In relation to Review Boards, the Court held that the Act envisages Review Boards as being independent. This flows from their function of assessing whether decisions made by persons engaged at health establishments are justified. The MEC appoints members of the Board. The Court held that the fact that appointments are made by the MEC does not mean Review Boards lose independence. This Court rejected the submission by the applicant that appointments affect the independence of Review Boards.

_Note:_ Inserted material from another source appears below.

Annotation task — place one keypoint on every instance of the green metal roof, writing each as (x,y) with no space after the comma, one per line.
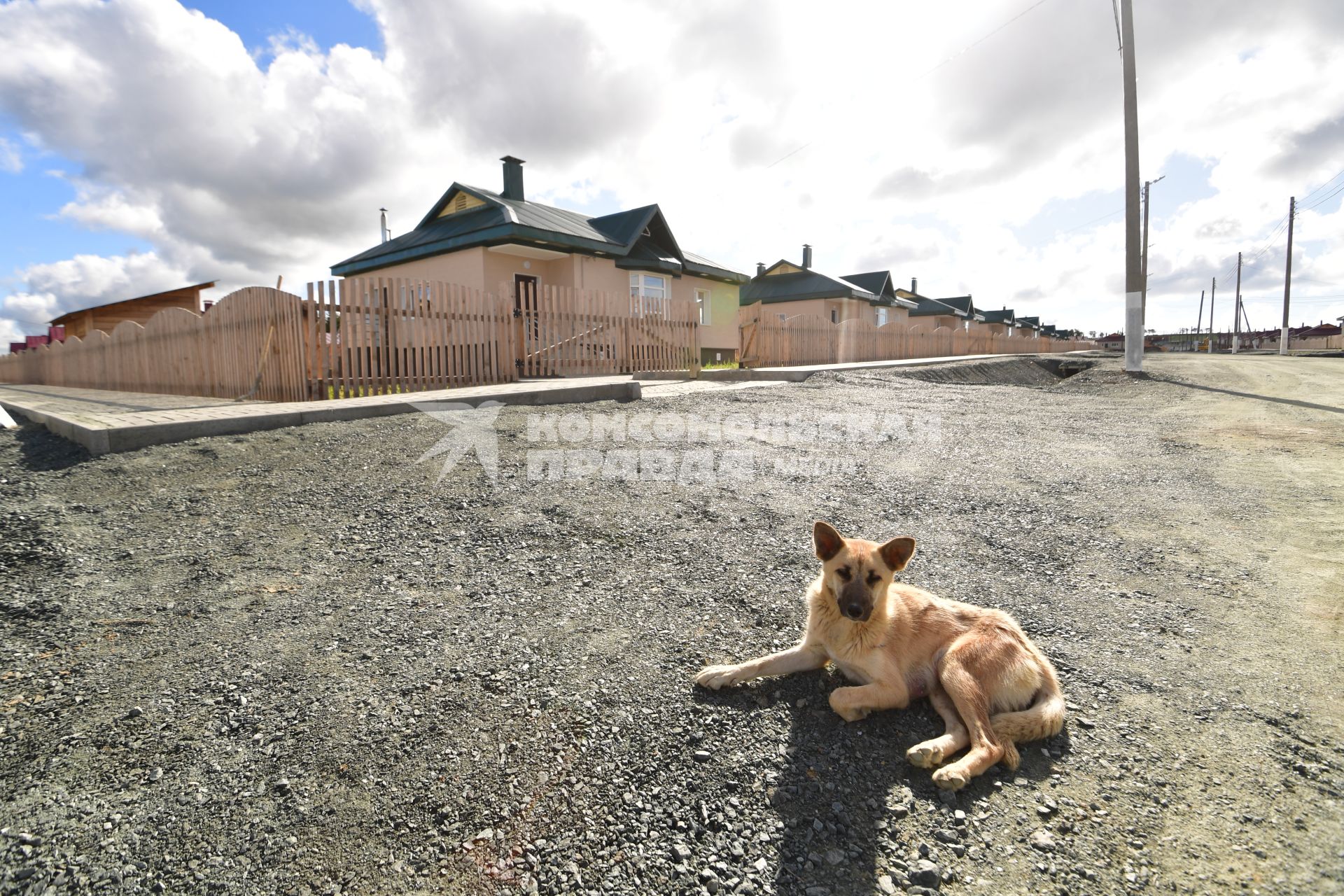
(808,284)
(879,284)
(932,307)
(515,220)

The supposed lack of independence is a matter of form rather than substance. This Court held that the MEC is not a functionary within the provincial health department. In particular, the MEC is not a manager of the health care practitioners and heads involved in the involuntary treatment regime, nor is the MEC a manager of any members of the Review Board who may be full-time employees of the health department. Moreover, the Review Board does not have any oversight over the MEC’s actions. It also does not have general oversight of health establishments. It has oversight functions in relation to those individual cases which the Act requires to be referred to it. In relation to each such case, the Review Board is concerned with the decisions made by particular individuals at health establishments, not MEC’s actions. Those individuals have no say in the appointment, terms of office, remuneration or removal of Review Board members.

Accordingly, the Court held that it cannot be concluded that the MEC’s power to appoint and dismiss Review Board members and to determine their terms of office and remuneration could have any influence on how Review Board members do their jobs. This said, the MEC’s powers in these respects are not conferred in arbitrary terms. Therefore, this Court concluded that sections 33 and 34, and relatedly Chapter IV, do not limit section 12(1) of the Constitution.

Accordingly, this Court made an order, first holding that declarations of constitutional invalidity by the High Court are not confirmed. Second, the costs orders made by the High Court are set aside and replaced with an order that the parties are to bear their own costs. Consequently, as aresult of the orders in 1 and 2, the respondents’ applications for leave to appeal fall away. Finally, the court ordered that parties bear their own costs in this Court.